In this context, the “instruction” was for any interested fans to meet back by the bar to speak with the band once the show was over.

As much as I wanted to meet the band in person, I unconsciously disliked the idea of being a sheep-like fan who would do whatever the band suggested.

In this case, my Subjugation Schema won and I lost. I lost out on the opportunity to speak in person with a band that I admired so much, partly because I didn’t like feeling “ordered” to meet them at the back of the bar like a mere mortal.

It wasn’t worth it

I’m getting better at identifying my maladaptive schemas and refusing to fall prey to them when they take hold, but, this time, they won. I picked up on it after the event had passed. I missed the opportunity to connect more deeply with this band that I admire so much.

The first couple of days following the concert, I found myself thinking about the greatness of attending the show and reliving certain moments of it in my head.

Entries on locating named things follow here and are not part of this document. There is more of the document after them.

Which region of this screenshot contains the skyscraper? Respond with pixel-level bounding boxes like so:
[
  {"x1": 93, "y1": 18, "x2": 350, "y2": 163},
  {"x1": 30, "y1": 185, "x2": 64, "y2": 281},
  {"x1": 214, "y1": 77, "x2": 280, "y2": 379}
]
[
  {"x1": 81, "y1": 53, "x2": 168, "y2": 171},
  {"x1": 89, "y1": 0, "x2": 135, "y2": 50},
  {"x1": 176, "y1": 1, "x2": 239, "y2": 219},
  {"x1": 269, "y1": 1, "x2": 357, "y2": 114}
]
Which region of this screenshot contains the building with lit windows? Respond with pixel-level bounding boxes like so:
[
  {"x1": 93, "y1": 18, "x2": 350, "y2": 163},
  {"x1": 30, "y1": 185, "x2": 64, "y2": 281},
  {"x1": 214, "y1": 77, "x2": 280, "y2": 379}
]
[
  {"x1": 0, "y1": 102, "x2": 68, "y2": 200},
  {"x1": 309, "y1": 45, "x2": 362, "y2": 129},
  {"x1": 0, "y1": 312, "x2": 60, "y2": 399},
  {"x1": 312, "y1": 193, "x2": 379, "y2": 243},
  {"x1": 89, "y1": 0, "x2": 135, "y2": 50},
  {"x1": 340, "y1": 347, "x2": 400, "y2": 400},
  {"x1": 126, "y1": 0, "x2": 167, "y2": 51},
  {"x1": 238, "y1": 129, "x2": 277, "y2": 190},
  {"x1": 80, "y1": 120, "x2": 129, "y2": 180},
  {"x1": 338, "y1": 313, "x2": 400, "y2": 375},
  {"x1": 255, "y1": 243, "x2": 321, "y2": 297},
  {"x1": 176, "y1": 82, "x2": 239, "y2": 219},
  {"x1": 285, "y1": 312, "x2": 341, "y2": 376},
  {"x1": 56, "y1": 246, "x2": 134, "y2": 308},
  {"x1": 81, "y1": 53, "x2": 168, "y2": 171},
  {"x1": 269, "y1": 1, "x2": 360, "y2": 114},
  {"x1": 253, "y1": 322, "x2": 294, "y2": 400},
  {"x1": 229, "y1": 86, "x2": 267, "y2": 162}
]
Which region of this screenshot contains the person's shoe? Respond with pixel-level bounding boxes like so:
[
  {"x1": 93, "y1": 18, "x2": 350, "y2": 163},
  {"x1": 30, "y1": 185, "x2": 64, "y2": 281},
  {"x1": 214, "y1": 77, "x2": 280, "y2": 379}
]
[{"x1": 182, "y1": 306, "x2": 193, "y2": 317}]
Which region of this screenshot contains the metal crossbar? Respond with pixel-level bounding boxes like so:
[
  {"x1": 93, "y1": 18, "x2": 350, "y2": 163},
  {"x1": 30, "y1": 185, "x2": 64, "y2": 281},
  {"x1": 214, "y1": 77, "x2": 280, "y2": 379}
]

However, during the days after that, I found myself thinking about my missed opportunity to chat with the band.  Thinking more, I’ve managed to decipher it all in terms of maladaptive schemas.

The overall feeling is essentially one of regret, except that I don’t believe in regret. Instead, whenever I think I might be feeling regret, I seek to understand why I made the choices I made at the time of the “regretted moment,” rather than merely lament the choices that weren’t made.

Now I understand which schemas were in play when I chose to not linger at the venue and chat with the band after the show, passing up on what could have been a memorable happiness-enhancing moment.